Investors have been hearing for some time now about the hordes of cash being stashed on U.S. corporate balance sheets. In a recent column, The Wall Street Journal’s Jason Zweig explains a big part of why the cash stockpiles are so high — and why that cash might not be benefiting investors anytime soon.
“U.S. companies are taxed at up to 35% when they bring home the earnings generated through the operations of their overseas subsidiaries,” Zweig writes. “They get a credit for any taxes paid to foreign governments — but, since the corporate-tax rate in the U.S. is one of the world’s highest, most companies are in no rush to bring the money back onshore. By keeping those earnings abroad, U.S. companies can indefinitely defer their day of reckoning with the IRS. That can put firms in the peculiar position of having tons of cash offshore that they might need but can’t use at home without taking a tax hit.”
Zweig says the U.S. is the only major country that employs such taxation tactics. And, he says, one study has found that companies’ efforts to avoid the repatriation tax often end up making companies less efficient. Companies are continuing to build up cash outside of the U.S., while at the same time borrowing large sums within the U.S., since interest rates are so low. “Investors should remember that a big chunk of cash on the balance sheet may look tempting but isn’t necessarily there for the taking,” Zweig says.
John Mauldin says markets are overreacting to the turbulence in the Middle East. Mauldin tells Bloomberg that Libya is not a major oil provider for the U.S., and that “in the grand scheme of things all of this will pass”. He also says the unrest could actually have the odd effect of helping balance the U.S. fiscal deficit.

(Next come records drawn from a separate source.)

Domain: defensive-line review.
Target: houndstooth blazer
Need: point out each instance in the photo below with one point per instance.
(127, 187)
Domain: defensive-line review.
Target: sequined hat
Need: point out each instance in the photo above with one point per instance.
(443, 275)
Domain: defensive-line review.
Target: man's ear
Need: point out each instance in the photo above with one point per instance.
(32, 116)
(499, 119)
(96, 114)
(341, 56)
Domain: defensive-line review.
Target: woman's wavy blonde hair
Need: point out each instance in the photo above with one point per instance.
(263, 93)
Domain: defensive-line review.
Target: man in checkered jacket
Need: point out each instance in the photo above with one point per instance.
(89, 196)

David Dreman says stocks are generally cheap, but he’s still expecting that the U.S. will be jolted by a “really major dose of inflation” at some point down the line.
“I’m not talking about at present — this could be two, three years out,” Dreman tells Forbes.com. “But I think we’re going to have a really major dose of inflation. Will it get as bad as it was from 1977 to 1981? That horrendous period of inflation saw prices go up, on average, something like 9% a year? I don’t think we’ll get up there. But I think we might have some pretty major inflation ahead. That has major implications for both the stock and the bond market.”
Dreman says he’s structuring his portfolios with that in mind. “Again, it’s a few years out, but we might have some pretty serious inflation,” he says. “Stocks are one of the best places to be.” Dreman says history shows that stocks do well during inflationary periods. “They dip when you first see inflation hit,” he says. “That’s happened numerous times here. And it actually happened in a lot of other countries that had hyper inflation. But then the markets start moving up again.”
Yale Economist Robert Shiller says he’s more worried about the housing market than colleague Karl Case. Shiller, who told reporters that he sees a “substantial” chance that real home prices will drop another 15% to 25%, discusses his outlook on Bloomberg. Shiller also talks about the broader economy, and says that the turmoil in the Middle East adds to the chance of a double-dip recession.
While the market is up close to 100% over its March 2009 low, top value manager Donald Yacktman says he’s still finding bargains.
“We have bought Apollo Group — a private universities company — and H&R Block, which does tax preparation work in the US,” Yacktman tells the Financial News. “While the market is a lot higher than it was two years ago, it is unique to see so many large profitable companies selling as cheaply as they are.”
Yacktman’s new purchases have something in common: “They were all cheap,” Yacktman explained, adding, “We very, very rarely sell on a price decline. It’s almost always after a rise in price.”
Each week, we take a look at which stocks John Reese’s Validea.com Guru Strategy computer models have newfound interest in, and which they have soured on. Here’s a look at some of the stocks John’s strategies have upgraded or downgraded today.
Karl Case, co-creator of the S&P/Case-Shiller housing indices, talks about the recent housing data with Bloomberg. Case says it now appears the upturn in the housing market last year was a result of government subsidies. He discusses the factors impacting the market, and says that, while the market has been struggling, there are signs that sentiment is improving.